Mit Andrew Watt übernimmt ein erfahrener Volkswirt die Leitung des EGI. Der geborene Brite war bereits vor Jahren als Senior Researcher dort beschäftigt. Danach ging er nach Deutschland als Abteilungsleiter des Instituts für Makroökonomie und Konjunkturforschung an der Hans-Böckler-Stiftung. Nun ist er in Brüssel zurück und prägt ab sofort den Kurs des Europäischen Gewerkschaftsinstituts. Wir sprachen mit ihm über aktuelle Herausforderungen und wie die europäische Interessensvertretung für Arbeitnehmer:innen ihnen begegnen kann.
AK EUROPA: Herr Watt, das kommende Arbeitsprogramm der EU-Kommission wird stark geprägt vom viel diskutierten Draghi-Bericht. Wie ordnen Sie diesen Bericht ein?
WATT: Der Draghi-Bericht liefert eine detaillierte und umfassende Analyse der Situation Europas und seiner Perspektiven. Er konzentriert sich auf drei kritische Bereiche, die miteinander verknüpft sind: die Innovationslücke der EU zu China und den USA, die Verknüpfung von Dekarbonisierung und Wettbewerbsfähigkeit sowie die Erhöhung der wirtschaftlichen Sicherheit und Verringerung der Abhängigkeiten Europas. Dies sind in der Tat die Schlüsselthemen unserer Zeit, auch wenn es noch andere gibt. Das Thema Migration wird zum Beispiel kaum angesprochen, ist aber von wesentlicher Bedeutung. Draghis Kernbotschaft lässt sich so zusammenfassen: Europa steht vor ernsten Problemen, wenn es sein Produktivitätswachstum und seine Stellung im Bereich kritischer Technologien nicht erheblich steigert. Dies sei notwendig, möchte man den Lebensstandard, den Platz der EU in der Welt und das EU-Sozialmodell angesichts einer gleichzeitig schrumpfenden Bevölkerung im erwerbsfähigen Alter sowie der Notwendigkeit von Investitionen in die Dekarbonisierung und die eigene Sicherheit erhalten. Das ist keine beruhigende Botschaft, aber ich glaube, sie ist realistisch und wichtig. Und eine, die durch die kommende Trump-Präsidentschaft noch schärfer hervortritt.

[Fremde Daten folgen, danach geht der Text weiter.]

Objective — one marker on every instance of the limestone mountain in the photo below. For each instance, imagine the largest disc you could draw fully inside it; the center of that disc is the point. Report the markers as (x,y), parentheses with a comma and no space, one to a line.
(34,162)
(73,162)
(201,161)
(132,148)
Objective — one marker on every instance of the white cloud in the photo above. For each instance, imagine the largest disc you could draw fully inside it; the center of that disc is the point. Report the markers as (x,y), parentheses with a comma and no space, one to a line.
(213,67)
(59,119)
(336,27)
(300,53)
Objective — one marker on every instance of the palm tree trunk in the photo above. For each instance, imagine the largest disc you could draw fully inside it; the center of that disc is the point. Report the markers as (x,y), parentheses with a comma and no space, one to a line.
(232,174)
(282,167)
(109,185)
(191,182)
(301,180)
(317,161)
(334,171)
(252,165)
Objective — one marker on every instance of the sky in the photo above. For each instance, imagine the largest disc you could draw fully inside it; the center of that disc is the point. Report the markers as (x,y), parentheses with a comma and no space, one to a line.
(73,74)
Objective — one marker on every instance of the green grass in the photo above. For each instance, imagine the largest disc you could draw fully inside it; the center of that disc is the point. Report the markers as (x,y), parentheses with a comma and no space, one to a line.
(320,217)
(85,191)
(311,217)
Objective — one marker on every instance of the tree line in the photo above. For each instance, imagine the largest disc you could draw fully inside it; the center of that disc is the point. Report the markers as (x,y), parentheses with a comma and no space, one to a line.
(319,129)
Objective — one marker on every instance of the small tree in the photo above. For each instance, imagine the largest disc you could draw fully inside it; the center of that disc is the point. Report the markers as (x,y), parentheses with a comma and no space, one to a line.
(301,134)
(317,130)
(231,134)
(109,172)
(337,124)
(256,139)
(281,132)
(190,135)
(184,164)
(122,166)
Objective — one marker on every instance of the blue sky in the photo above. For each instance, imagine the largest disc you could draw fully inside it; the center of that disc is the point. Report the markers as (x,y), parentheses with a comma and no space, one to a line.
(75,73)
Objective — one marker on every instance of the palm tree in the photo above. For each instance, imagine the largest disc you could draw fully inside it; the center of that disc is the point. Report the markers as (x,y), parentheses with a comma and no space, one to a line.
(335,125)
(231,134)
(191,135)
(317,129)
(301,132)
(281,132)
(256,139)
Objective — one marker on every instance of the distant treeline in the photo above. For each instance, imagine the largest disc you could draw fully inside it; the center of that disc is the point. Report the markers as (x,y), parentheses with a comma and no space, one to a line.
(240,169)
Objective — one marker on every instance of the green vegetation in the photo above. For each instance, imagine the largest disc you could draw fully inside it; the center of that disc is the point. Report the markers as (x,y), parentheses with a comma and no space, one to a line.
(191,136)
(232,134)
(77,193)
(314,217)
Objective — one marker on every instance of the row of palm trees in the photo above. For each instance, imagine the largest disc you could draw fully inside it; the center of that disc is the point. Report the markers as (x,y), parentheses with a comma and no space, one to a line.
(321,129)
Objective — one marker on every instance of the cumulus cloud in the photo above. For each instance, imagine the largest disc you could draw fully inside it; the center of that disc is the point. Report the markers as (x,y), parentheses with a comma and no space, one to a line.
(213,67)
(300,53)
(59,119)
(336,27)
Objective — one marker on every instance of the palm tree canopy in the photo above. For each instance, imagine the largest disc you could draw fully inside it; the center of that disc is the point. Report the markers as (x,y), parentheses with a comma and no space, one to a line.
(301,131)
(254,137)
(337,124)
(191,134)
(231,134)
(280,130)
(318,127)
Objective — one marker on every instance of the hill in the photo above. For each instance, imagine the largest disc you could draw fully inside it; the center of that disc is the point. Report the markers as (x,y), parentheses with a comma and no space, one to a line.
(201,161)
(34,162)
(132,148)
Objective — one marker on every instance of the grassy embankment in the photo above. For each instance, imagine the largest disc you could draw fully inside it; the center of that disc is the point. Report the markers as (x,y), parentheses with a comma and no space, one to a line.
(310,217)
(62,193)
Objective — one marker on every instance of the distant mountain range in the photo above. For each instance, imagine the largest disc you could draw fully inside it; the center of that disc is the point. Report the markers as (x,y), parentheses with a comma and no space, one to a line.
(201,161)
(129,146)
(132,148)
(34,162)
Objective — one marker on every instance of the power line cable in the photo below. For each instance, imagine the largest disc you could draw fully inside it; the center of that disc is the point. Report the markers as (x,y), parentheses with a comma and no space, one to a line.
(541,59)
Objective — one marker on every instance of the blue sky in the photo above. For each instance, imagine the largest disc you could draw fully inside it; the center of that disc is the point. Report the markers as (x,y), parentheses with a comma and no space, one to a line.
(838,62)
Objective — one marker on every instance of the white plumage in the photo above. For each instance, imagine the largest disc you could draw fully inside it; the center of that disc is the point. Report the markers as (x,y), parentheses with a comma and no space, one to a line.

AK EUROPA: Ganz Brüssel spricht nun von Wettbewerbsfähigkeit. Welchen Platz können Gewerkschaften und Arbeitnehmer:innenrechte in dieser Diskussion einnehmen?
WATT: Es gibt einige zentrale Gewerkschaftspositionen, denen auch Draghi in seinem Bericht zustimmt. Bei der Wettbewerbsfähigkeit geht es beispielsweise nicht darum, die Kosten, insbesondere die Arbeitskosten, gegenüber den Handelspartnern in Europa zu senken. Das wäre bestenfalls ein Nullsummenspiel und wahrscheinlich ein Negativsummenspiel. Diese Denkweise hat uns letztlich auch in die Eurokrise geführt. Scheinbar hat Draghi aus seiner Zeit als EZB-Chef dazugelernt. Produktivitätswachstum ist der Schlüssel zu Wettbewerbsfähigkeit und, wichtig, er muss mit sozialer Integration einhergehen. Europa ist in vielen Fragen zu zersplittert, um tragfähige Lösungen zu bieten. Die Entscheidungsverfahren der EU müssen beschleunigt werden und wirklich europäische öffentliche Güter müssen auf EU-Ebene bereitgestellt werden. Das alles muss auch finanziert werden. Die Dekarbonisierung unserer Wirtschaft und die Aufrechterhaltung des Lebensstandards müssen keine widersprüchlichen Ziele sein. Dies sind wichtige Botschaften, die sich im Bericht finden und die Gewerkschaften und andere fortschrittliche Akteure verstärken können und sollten.
AK EUROPA: Wo liegen die Schwachpunkte des Berichts?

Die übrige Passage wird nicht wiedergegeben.